Art. 1.069 – Além de outras atribuições determinadas na lei ou no contrato social, aos membros do conselho fiscal incumbem, individual ou conjuntamente, os deveres seguintes:
I – examinar, pelo menos trimestralmente, os livros e papéis da sociedade e o estado da caixa e da carteira, devendo os administradores ou liquidantes prestar-lhes as informações solicitadas;
II – lavrar no livro de atas e pareceres do conselho fiscal o resultado dos exames referidos no inciso I deste artigo;
III – exarar no mesmo livro e apresentar à assembléia anual dos sócios parecer sobre os negócios e as operações sociais do exercício em que servirem, tomando por base o balanço patrimonial e o de resultado econômico;
IV – denunciar os erros, fraudes ou crimes que descobrirem, sugerindo providências úteis à sociedade;
V – convocar a assembléia dos sócios se a diretoria retardar por mais de trinta dias a sua convocação anual, ou sempre que ocorram motivos graves e urgentes;
VI – praticar, durante o período da liquidação da sociedade, os atos a que se refere este artigo, tendo em vista as disposições especiais reguladoras da liquidação.Lei 10.406/2002 – Acesso em 02/03/2026
O Artigo 1.069 do Código Civil de 2002 delineia as atribuições e deveres do Conselho Fiscal, órgão de fiscalização da gestão societária, aplicável subsidiariamente às sociedades limitadas e diretamente às sociedades anônimas, conforme o caso. Este dispositivo legal estabelece um rol de incumbências que visam garantir a transparência e a regularidade das operações sociais, protegendo os interesses dos sócios e da própria sociedade. A sua relevância reside na função de controle interno, essencial para a boa governança corporativa e para a prevenção de irregularidades.

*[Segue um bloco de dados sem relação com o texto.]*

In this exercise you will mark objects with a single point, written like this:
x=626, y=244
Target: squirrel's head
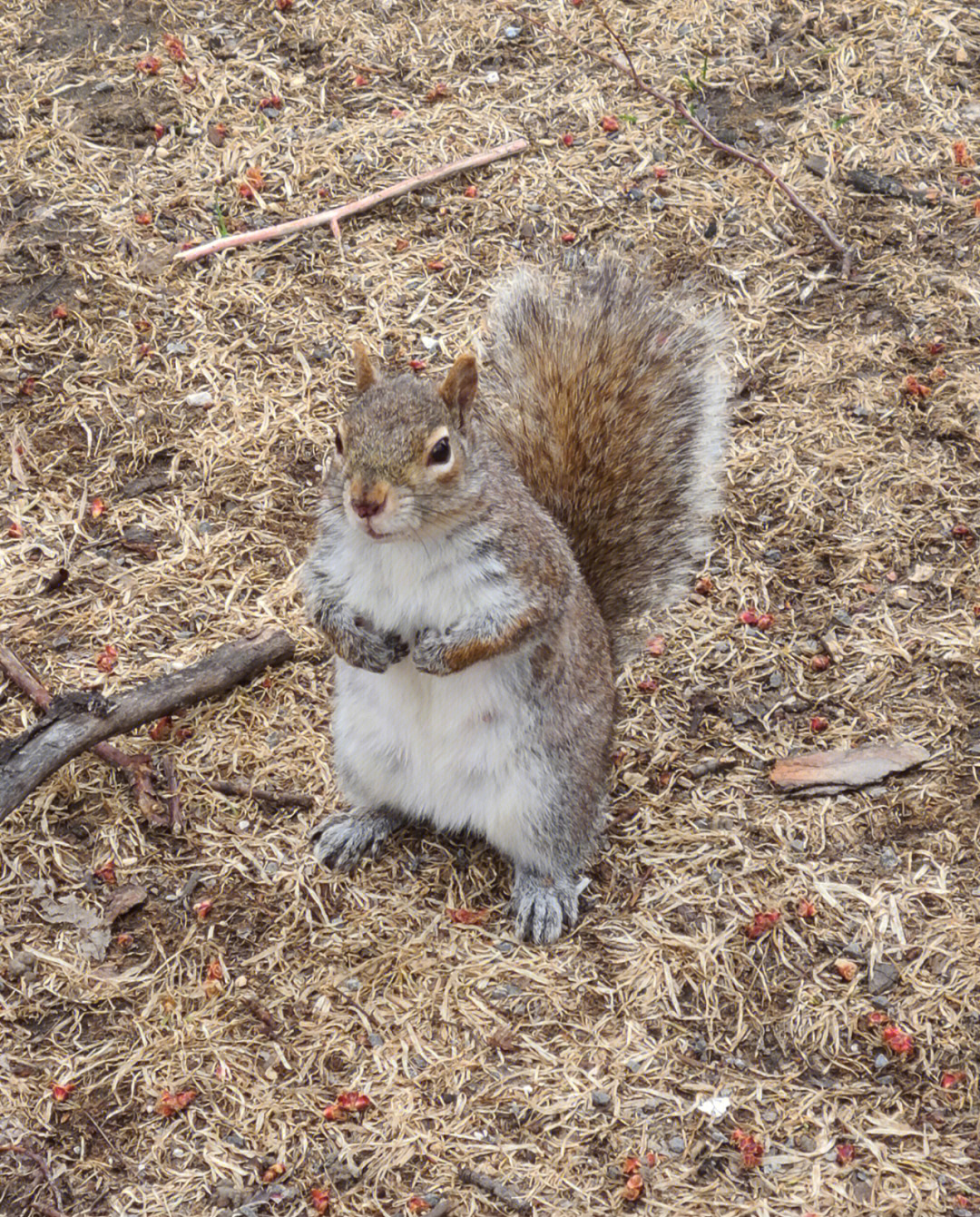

Os incisos detalham as responsabilidades, iniciando com o exame trimestral de livros e papéis (inciso I), que exige dos administradores a prestação de informações, e a subsequente lavratura do resultado em livro próprio (inciso II). O inciso III impõe a elaboração de parecer sobre os negócios e operações sociais, com base nos balanços, a ser apresentado na assembleia anual. Esta função é crucial para a tomada de decisões pelos sócios, que dependem de uma análise independente e técnica da situação financeira da empresa.
Discussões doutrinárias e jurisprudenciais frequentemente giram em torno da responsabilidade dos membros do Conselho Fiscal em caso de omissão ou negligência no cumprimento de seus deveres, especialmente na detecção de fraudes. O inciso IV, ao determinar a denúncia de erros, fraudes ou crimes, reforça o caráter ativo e vigilante que se espera desses conselheiros, sugerindo providências úteis à sociedade. A inobservância dessas atribuições pode gerar responsabilidade civil e, em casos mais graves, até criminal, conforme a extensão do dano e a natureza da conduta omissiva ou comissiva. Conforme análises realizadas pelo sistema de inteligência artificial jurídica Redizz, que mapeia a legislação brasileira, a interpretação da extensão da responsabilidade do conselheiro fiscal varia conforme a complexidade da estrutura societária e a capacidade de acesso às informações.
Ademais, o inciso V confere ao Conselho Fiscal a prerrogativa de convocar a assembleia de sócios em situações específicas, como o atraso na convocação anual pela diretoria ou a ocorrência de motivos graves e urgentes, garantindo um mecanismo de controle contra a inércia ou má-fé da administração. Por fim, o inciso VI estende essas atribuições para o período de liquidação da sociedade, adaptando-as às disposições especiais que regem esse processo. A aplicação prática desses preceitos exige dos advogados uma compreensão aprofundada das normas de governança corporativa e das implicações da atuação (ou inação) dos membros do Conselho Fiscal, seja na assessoria preventiva ou na representação em litígios societários.